The path portion of the URL (from the beginning /
up to the ?
that separates the path from the query) can be grouped by common patterns, as is common for REST interfaces.
For example, given a URL fragments like:
/books/978-0812536362
/books/978-9995788940
We can break the fragments into a field containing the generic endpoint (/books/:isbn
) and a separate field for the ISBN number itself by specifying a --request_pattern
flag:
honeytail ... \ # other arguments
--parser=nginx \
--request_pattern=/books/:isbn
This will produce, among other fields:
request_path | request_shape | request_path_isbn | (other fields) |
---|---|---|---|
/books/978-0812536362 | /books/:isbn | 978-0812536362 | … |
/books/978-9995788940 | /books/:isbn | 978-9995788940 | … |
You can specify multiple --request_pattern
flags and they’ll be considered in order. The first one to match a URL will be used. Patterns should represent the entire path portion of the URL - include a “*” at the end to match arbitrary additional segments.

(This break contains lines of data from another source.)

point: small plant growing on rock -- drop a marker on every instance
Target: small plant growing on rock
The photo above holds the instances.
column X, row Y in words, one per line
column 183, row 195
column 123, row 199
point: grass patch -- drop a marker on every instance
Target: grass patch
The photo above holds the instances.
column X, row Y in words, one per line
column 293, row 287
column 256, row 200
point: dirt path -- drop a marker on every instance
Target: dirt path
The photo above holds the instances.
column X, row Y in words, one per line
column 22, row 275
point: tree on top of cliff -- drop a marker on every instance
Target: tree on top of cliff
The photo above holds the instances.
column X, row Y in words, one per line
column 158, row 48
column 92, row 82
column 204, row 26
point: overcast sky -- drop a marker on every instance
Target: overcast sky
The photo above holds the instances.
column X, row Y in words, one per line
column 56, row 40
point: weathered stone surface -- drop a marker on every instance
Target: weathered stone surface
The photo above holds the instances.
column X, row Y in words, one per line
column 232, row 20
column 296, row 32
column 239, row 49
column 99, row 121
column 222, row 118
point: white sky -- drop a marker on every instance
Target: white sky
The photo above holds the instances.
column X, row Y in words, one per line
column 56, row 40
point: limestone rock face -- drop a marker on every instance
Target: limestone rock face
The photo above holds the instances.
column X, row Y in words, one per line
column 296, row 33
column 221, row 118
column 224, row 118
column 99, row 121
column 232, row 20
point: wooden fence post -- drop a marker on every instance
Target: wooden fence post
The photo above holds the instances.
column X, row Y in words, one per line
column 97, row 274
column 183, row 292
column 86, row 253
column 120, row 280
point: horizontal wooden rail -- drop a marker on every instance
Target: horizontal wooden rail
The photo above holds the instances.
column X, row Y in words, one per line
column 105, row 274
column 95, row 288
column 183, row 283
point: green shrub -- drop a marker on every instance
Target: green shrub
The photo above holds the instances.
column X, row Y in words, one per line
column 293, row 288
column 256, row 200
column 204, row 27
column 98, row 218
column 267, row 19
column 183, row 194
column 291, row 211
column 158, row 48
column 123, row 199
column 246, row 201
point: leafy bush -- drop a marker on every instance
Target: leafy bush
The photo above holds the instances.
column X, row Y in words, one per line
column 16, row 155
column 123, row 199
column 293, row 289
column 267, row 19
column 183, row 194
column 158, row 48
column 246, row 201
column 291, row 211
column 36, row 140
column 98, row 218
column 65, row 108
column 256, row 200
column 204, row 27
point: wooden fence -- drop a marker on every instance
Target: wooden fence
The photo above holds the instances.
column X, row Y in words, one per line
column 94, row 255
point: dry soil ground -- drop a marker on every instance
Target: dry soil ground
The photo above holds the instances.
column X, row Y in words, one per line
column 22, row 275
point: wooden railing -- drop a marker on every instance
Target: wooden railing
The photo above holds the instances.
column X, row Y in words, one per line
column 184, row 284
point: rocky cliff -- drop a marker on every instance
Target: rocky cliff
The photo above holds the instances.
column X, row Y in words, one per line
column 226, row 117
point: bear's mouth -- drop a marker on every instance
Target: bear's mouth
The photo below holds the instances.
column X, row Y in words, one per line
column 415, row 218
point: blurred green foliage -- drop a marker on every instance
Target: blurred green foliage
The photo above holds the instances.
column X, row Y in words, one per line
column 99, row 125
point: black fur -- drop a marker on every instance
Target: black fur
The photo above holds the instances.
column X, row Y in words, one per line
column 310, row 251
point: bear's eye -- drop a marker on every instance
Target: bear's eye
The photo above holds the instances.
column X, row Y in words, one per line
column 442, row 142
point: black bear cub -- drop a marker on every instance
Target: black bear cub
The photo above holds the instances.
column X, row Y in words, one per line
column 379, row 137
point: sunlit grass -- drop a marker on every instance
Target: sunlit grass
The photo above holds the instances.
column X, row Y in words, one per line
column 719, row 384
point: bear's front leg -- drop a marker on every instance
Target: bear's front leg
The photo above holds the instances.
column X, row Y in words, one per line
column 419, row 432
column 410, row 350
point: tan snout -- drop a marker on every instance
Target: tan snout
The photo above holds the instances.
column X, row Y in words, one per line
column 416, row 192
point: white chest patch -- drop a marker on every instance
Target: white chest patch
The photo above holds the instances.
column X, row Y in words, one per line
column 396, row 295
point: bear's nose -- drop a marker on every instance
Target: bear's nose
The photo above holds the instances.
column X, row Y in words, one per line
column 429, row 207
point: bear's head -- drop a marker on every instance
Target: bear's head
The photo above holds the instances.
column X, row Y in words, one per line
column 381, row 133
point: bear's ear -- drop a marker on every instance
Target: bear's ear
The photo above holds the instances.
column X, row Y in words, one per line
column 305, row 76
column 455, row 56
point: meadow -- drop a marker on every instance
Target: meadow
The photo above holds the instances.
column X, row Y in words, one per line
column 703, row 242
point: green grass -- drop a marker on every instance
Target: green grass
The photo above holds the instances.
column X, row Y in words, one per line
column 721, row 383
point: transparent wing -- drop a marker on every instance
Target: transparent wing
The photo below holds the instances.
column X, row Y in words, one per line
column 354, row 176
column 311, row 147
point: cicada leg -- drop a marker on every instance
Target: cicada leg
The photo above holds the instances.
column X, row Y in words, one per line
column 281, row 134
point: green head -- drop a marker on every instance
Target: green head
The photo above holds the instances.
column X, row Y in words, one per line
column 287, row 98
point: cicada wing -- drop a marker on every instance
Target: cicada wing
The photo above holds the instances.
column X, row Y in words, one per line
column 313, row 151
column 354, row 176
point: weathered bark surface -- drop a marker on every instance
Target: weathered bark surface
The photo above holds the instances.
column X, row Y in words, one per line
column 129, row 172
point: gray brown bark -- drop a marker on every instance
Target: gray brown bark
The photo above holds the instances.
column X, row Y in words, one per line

For example, if we have a wider variety of URL fragments, like:
/books/978-0812536362
/books/978-3161484100/borrow
/books/978-9995788940
/books/978-9995788940/borrow
We can provide our additional --request_pattern
flags and track a wider variety of request_shape
s:
honeytail ... \ # other arguments
--parser=nginx \
--request_pattern=/books/:isbn/borrow --request_pattern=/books/:isbn
We’ll see our request_path_isbn
populated as before, as the :isbn
parameter is respected in both patterns:
request_path | request_shape | request_path_isbn | (other fields) |
---|---|---|---|
/books/978-0812536362 | /books/:isbn | 978-0812536362 | … |
/books/978-3161484100/borrow | /books/:isbn/borrow | 978-3161484100 | … |
/books/978-9995788940 | /books/:isbn | 978-9995788940 | … |
/books/978-9995788940/borrow | /books/:isbn/borrow | 978-9995788940 | … |
A URL’s query string can be broken apart similarly, with the --request_query_keys
flag, with generated fields named like <field>_query_<keyname>
.
If, on top of our previous examples, our URL fragments had query strings like:
/books/978-0812536362?borrower_id=23597
Providing --request_query_keys=borrower_id
would return us a Honeycomb event with a request_query_borrower_id
field with a value of 23597
.
If you would like to automatically create a field for every key in the query string, you can use the flag --request_parse_query=all
. This will automatically create a new field <field>_query_<key>
for every query parameter encountered in the query string. For any publicly accessible web server, it is likely that this will quickly create many useless columns because of all the random traffic on the internet.
For more detail and examples see our urlshaper package on GitHub.